Roasted Creamed Corn
So you went a little crazy at the farmer’s stand and bought too much corn, did ya? Well that’s alright because there’s lots of things you can do with fresh corn. This here is one of our favorites!
Ahhh! Does anything say Summer better than a fresh bunch of sweet corn? I don’t know about you folks but I get a little giddy when I see my favorite farmer’s stand filled with bushels of the stuff. I also tend to buy too much. After our initial celebratory roasted corn on the cob, I’m left with oodles of corn that’ll lose it’s sweet flavor if it sits too long. That’s where recipes like creamed corn come in handy.
Of course you can shuck it, blanch it in boiling water for a minute or two and tuck it in the freezer for those lonely ol’ Winter-y blaze’ days, which I definitely do but it’s so much more seductive when it’s fresh.
Roasting corn on the grill is my absolute favorite way to cook it and I figured, since I had the grill fired up I’d roast a few batches. Now most creamed corn recipes don’t call for cooking the corn first and I know it seems a bit backwards to do so but it really does give the corn a flavor you don’t get otherwise.
Peeling the corn out of their husks is a lot easier when you roast the corn in them. The silks shrivel up and slide right off.
Once your corn is finished, (about 12 to 15 minutes on the grill) use a cast iron skillet to heat up some butter. No need to heat up the kitchen if you’ve already got the grill going. Right?
Make a roux, by whisking in an equal amount of flour to the butter.
Let the flour cook for a couple of minutes, then add your corn. Stir it up well to get everything coated.
Then add a cup of milk and stir well until nice and thick. Depending on your preference, you can add more or less milk. We like our creamed corn on the thick side.
It only takes a few minutes to thicken up once you’ve added the milk, so keep an eye on the pan or it will scorch.
The terrific thing about using roasted corn for this recipe is that you can use up any extra cobs you’ve got left over from dinner. Another great recipe you can use it in is corn and crab chowder. You can find that recipe here –> Corn and Crab Chowder
We hope you’ll give this recipe a try and I hope everyone out there is having a tasty Summer. We sure are here in Kentucky!
What’s your favorite thing at the farmer’s market where you live? Let us know.

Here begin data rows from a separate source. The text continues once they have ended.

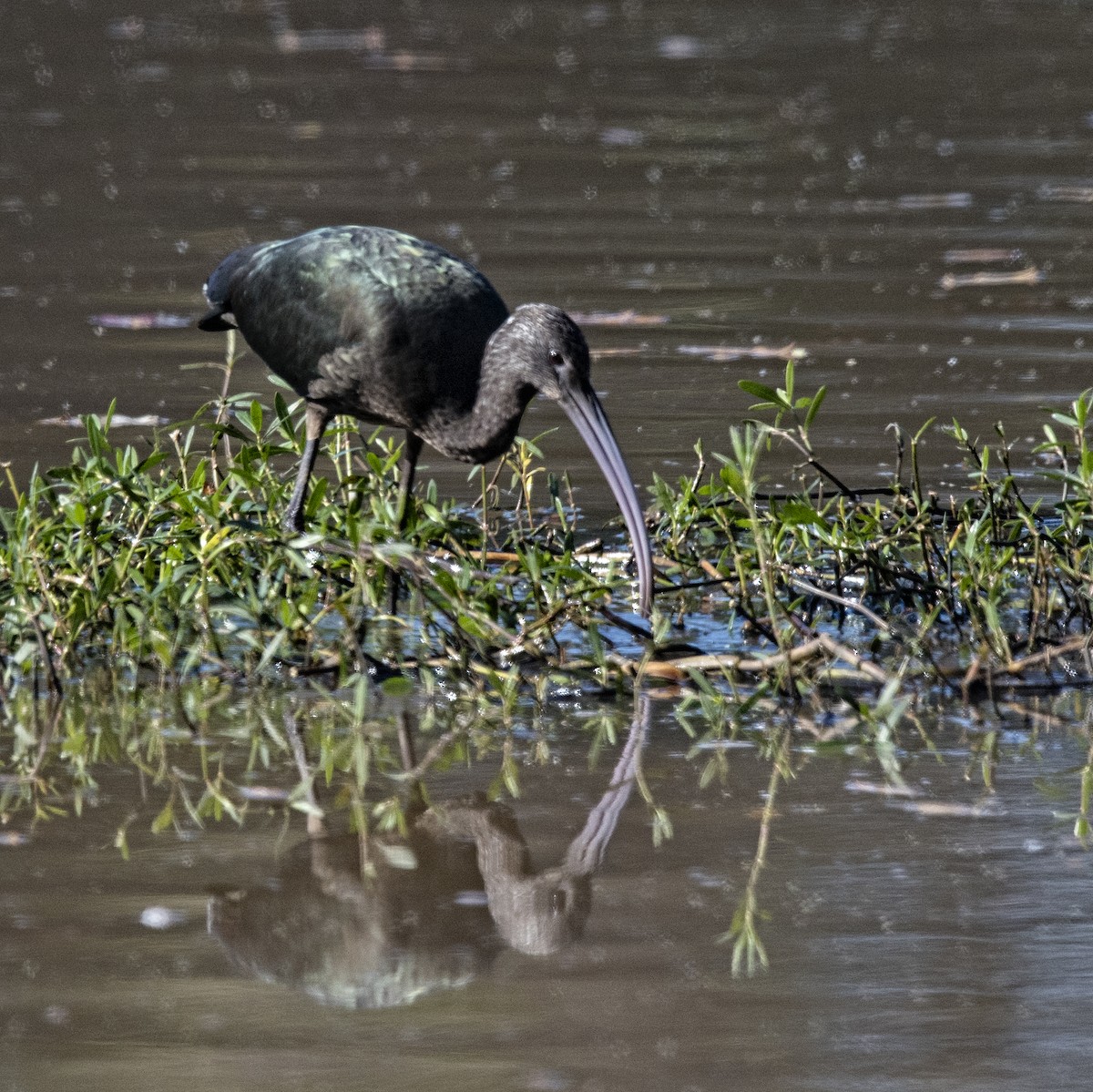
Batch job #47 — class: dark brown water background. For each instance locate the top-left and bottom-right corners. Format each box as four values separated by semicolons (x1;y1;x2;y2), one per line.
0;0;1093;1092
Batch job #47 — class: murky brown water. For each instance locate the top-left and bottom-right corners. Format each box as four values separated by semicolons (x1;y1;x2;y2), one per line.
0;702;1093;1092
0;0;1093;1092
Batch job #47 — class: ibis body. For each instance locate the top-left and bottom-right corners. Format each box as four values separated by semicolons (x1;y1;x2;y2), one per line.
198;226;652;615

We’d love to hear from you!
Have a fantastic day and as always, keep it delicious!
Till next time ~ much love, Connie
- 6 ears of fresh corn on the cob
- 1/4 C butter
- 1/4 C all purpose flour
- 1 C milk
- salt and freshly ground black pepper to taste
- Pre-heat grill on high.
- Prepare the corn by chopping off the tips and peeling off the first layer or so of the husks.
- Soak the corn in cold water for 30 to 60 minutes.
- Place the cobs on the grill and turn a quarter turn every 3 minutes or so until all sides of the husks are browned.
- Remove and allow to cool enough to handle.
- Peel the husks and silks off.
- Slice the kernels of corn off into a bowl, making sure to scrape the cobs clean.
- Set aside.
- Place a medium sized cast iron skillet on the hot grill and melt butter.
- Whisk in the flour and stir for 2 minutes until bubbling.
- Add the corn and stir to coat well.
- Stir in the milk and cook another minute or so, stirring constantly.
- Remove from heat and season with salt and freshly ground black pepper to taste.